I've been trying to parse an XML feed into a Pandas dataframe and can't work out where I'm going wrong. 我一直在尝试将XML提要解析为Pandas数据帧,但无法找出我要去哪里。

import pandas as pd
import requests
import lxml.objectify
path = "http://www2.cineworld.co.uk/syndication/listings.xml"
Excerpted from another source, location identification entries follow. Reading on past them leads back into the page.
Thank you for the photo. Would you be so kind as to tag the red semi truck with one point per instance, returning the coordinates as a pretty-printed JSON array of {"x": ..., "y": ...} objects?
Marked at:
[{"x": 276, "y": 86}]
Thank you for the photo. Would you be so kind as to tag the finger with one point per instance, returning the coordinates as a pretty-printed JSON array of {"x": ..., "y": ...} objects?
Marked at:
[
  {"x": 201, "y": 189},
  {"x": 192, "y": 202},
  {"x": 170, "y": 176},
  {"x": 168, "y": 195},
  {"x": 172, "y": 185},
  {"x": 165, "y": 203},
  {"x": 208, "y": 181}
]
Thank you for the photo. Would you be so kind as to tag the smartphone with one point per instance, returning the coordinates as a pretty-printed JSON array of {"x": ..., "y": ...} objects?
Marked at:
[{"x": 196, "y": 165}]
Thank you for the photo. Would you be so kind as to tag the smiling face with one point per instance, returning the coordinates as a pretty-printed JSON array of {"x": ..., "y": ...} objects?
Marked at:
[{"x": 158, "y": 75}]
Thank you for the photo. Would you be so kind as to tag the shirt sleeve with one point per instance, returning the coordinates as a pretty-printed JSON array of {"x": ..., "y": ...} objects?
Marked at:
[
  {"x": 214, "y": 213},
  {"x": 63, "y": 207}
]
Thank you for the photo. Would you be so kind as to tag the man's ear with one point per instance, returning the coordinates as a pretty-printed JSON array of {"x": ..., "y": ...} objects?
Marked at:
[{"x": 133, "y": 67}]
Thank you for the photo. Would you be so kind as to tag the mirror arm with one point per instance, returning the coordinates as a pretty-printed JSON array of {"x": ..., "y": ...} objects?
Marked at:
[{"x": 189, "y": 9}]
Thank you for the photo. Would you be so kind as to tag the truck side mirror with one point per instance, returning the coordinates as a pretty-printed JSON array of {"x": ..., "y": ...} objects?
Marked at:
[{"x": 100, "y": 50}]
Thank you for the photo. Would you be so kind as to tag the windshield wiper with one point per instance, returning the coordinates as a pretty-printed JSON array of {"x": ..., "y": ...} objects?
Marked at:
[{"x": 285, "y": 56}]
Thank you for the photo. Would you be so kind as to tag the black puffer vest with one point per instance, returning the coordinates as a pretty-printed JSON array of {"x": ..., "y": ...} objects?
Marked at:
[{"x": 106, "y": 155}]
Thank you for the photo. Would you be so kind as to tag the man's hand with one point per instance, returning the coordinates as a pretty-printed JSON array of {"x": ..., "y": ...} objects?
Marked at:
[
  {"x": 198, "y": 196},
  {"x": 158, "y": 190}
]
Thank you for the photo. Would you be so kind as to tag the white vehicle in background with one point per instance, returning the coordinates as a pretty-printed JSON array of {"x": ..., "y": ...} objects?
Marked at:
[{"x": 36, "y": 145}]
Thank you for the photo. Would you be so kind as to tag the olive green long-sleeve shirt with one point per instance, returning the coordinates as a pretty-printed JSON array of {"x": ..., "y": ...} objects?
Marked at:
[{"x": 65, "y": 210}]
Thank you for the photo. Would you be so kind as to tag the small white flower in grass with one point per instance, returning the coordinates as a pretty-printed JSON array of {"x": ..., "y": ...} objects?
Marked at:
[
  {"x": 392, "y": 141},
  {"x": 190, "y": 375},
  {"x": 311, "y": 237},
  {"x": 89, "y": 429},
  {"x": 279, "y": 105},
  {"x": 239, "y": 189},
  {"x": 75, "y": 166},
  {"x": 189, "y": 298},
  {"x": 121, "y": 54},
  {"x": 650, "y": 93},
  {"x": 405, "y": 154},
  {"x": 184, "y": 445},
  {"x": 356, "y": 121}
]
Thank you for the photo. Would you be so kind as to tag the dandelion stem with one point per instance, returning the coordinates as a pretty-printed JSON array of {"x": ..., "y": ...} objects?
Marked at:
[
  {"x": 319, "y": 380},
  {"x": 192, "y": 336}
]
xml = lxml.objectify.parse(path)
root = xml.getroot()

The next bit of code is to parse through the bits I want and create a list of show dictionaries. 代码的下一部分是解析我想要的部分,并创建显示词典列表。

shows_list = []
for r in root.cinema:
    rec = {}
    rec['name'] = r.attrib['name']
    rec['info'] = r.attrib["root"] + r.attrib['url']
    listing = r.find("listing")
    for f in listing.film:
        film = rec
        film['title'] = f.attrib['title']
        film['rating'] = f.attrib['rating']
        shows = f.find("shows")
        for s in shows['show']:
            show = rec
            show['time'] = s.attrib['time']
            show['url'] = s.attrib['url']
            #print show
            shows_list.append(rec)

df = pd.DataFrame(show_list)

When I run the code, the film and time field seems to be replicated multiple times within rows. 当我运行代码时,电影和时间字段似乎在行中被多次复制。 However, if I put a print statement into the code (it's commented out), the dictionaries appear to as I would expect. 但是,如果我在代码中添加了一条打印语句(已将其注释掉),则字典将如我所愿。

What am I doing wrong? 我究竟做错了什么? Please feel free to let me know if there's a more pythonic way of doing the parsing process. 请随时让我知道是否还有更Python化的解析过程。

EDIT: To clarify: 编辑:澄清:

These are the last five rows of the data if I use a print statement to check what's happening as I loop through. 如果我使用print语句检查遍历时发生的情况,则这些是数据的最后五行。

{'info': 'http://cineworld.co.uk/cinemas/107/information', 'rating': 'TBC', 'name': 'Cineworld Stoke-on-Trent', 'title': "Dad's Army", 'url': '/booking?performance=4729365&seats=STANDARD', 'time': '2016-02-07T20:45:00'}
{'info': 'http://cineworld.co.uk/cinemas/107/information', 'rating': 'TBC', 'name': 'Cineworld Stoke-on-Trent', 'title': "Dad's Army", 'url': '/booking?performance=4729366&seats=STANDARD', 'time': '2016-02-08T20:45:00'}
{'info': 'http://cineworld.co.uk/cinemas/107/information', 'rating': 'TBC', 'name': 'Cineworld Stoke-on-Trent', 'title': "Dad's Army", 'url': '/booking?performance=4729367&seats=STANDARD', 'time': '2016-02-09T20:45:00'}
{'info': 'http://cineworld.co.uk/cinemas/107/information', 'rating': 'TBC', 'name': 'Cineworld Stoke-on-Trent', 'title': "Dad's Army", 'url': '/booking?performance=4729368&seats=STANDARD', 'time': '2016-02-10T20:45:00'}
{'info': 'http://cineworld.co.uk/cinemas/107/information', 'rating': 'TBC', 'name': 'Cineworld Stoke-on-Trent', 'title': "Dad's Army", 'url': '/booking?performance=4729369&seats=STANDARD', 'time': '2016-02-11T20:45:00'}
{'info': 'http://cineworld.co.uk/cinemas/107/information', 'rating': 'PG', 'name': 'Cineworld Stoke-on-Trent', 'title': 'Autism Friendly Screening - Goosebumps', 'url': '/booking?performance=4782937&seats=STANDARD', 'time': '2016-02-07T11:00:00'}

This is the end of the list: ... 这是列表的结尾:...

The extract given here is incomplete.